Awesome Visualizations with Kibana & Vega

Jun 23, 2021

15 minutes read

TLDR; This blog post will give a small introduction into Vega visualizations within Kibana in the Elastic Stack. We’ll go step by step to end up with this visualization to see the most productive commit times per author, based on the git repository meta data.

If you prefer to watch this blog post as a video, check it out here (a short nine minute session).

The interesting part of that visualization is, that the commits from each committer are used for the visualization, not the total commits, as otherwise people with longest commit histories would be the only ones with a dense coloring.

We’ll get to this visualization step by step.

What is Vega/Vega-lite?

Before we start, let’s quickly introduce what Vega is:

Vega is a declarative format for creating, saving, and sharing visualization designs. With Vega, visualizations are described in JSON…

That pretty much is all the magic. You describe where your data comes from (that can be any URL), then describe the steps to get it into the proper format - which varies depending on the type of the visualization - and then enjoy that visualization.

Indexing our sample data

For the sample data I picked publicly available data - namely the git repository data from Elasticsearch. If you want to follow along, go ahead and clone the repo via

git clone https://github.com/elastic/elasticsearch.git

After searching around a little bit I could not find a tool, that indexes git data either directly via the GitHub API or from the git repo in a reliable fashion. Properly escaping JSON was something that I missed the most. So I wrote a few lines of Crystal, which I open sourced at spinscale/git-log-to-elasticsearch.

This tool walks through a git repo commit by commit, creates a small in memory structure out of the commit data and after collecting everything, the data is indexed into an Elasticsearch cluster.

A single document looks like this:

{
  "sha" : "1a8b890af576ff1c52627883767f31c0206a982f",
  "repo" : "elastic/elasticsearch",
  "@timestamp" : "2021-06-19T19:30:53Z",
  "branch" : [
    "master"
  ],
  "message" : """Make PIT validation error actionable (#74224)

Cl223""",
  "author" : {
    "name" : "Alexander Reelsen",
    "email" : "alexander@reelsen.net",
    "time" : "2021-06-19T19:30:53Z"
  },
  "committer" : {
    "name" : "GitHub",
    "email" : "noreply@github.com",
    "time" : "2021-06-19T19:30:53Z"
  },
  "files" : {
    "added" : [ ],
    "modified" : [
      "server/src/main/java/org/elasticsearch/rest/action/search/RestSearchAction.java",
      "x-pack/plugin/async-search/qa/security/src/javaRestTest/java/org/elasticsearch/xpack/search/AsyncSearchSecurityIT.java"
    ],
    "deleted" : [ ],
    "all" : [
      "server/src/main/java/org/elasticsearch/rest/action/search/RestSearchAction.java",
      "x-pack/plugin/async-search/qa/security/src/javaRestTest/java/org/elasticsearch/xpack/search/AsyncSearchSecurityIT.java"
    ]
  }
}

Each document contains the commit SHA, the timestamp of the commit, the message and its author as well as the files being changed.

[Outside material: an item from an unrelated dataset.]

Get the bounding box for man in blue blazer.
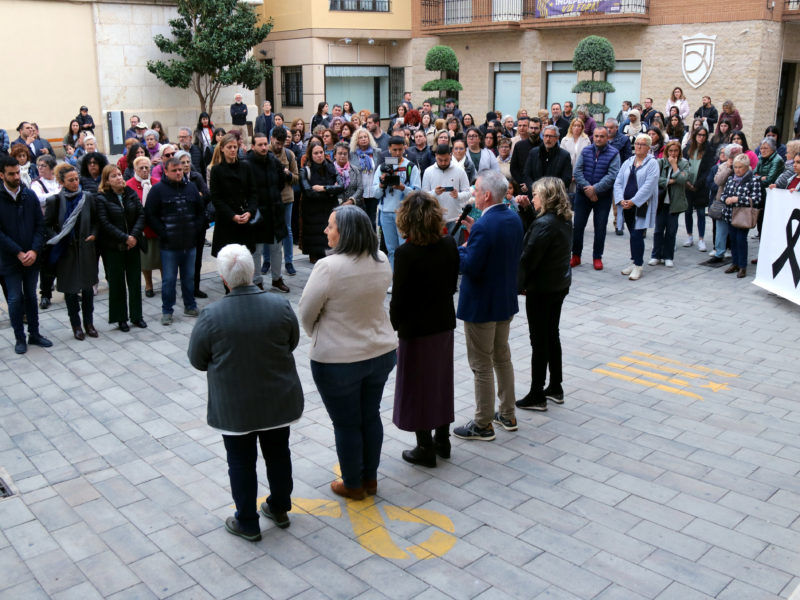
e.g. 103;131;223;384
453;170;523;441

For the rest of this blog post, the most interesting parts are the author names and the commit timestamp named @timestamp to adhere to the standard naming convention.

In order to retrieve the top committers we can execute the following query:

GET commits/_search
{
  "size": 0,
  "aggs": {
    "by_author": {
      "terms": {
        "field": "author.name.raw",
        "size": 50
      }
    }
  }
}

This returns the all time top committers, very likely with Simon, Jason and Martijn at the top. As Shay has switched his name at some point in time, he occurs twice in the top 10 instead of being the solely top committer. If we aggregated per email, we could have solved this small data issue.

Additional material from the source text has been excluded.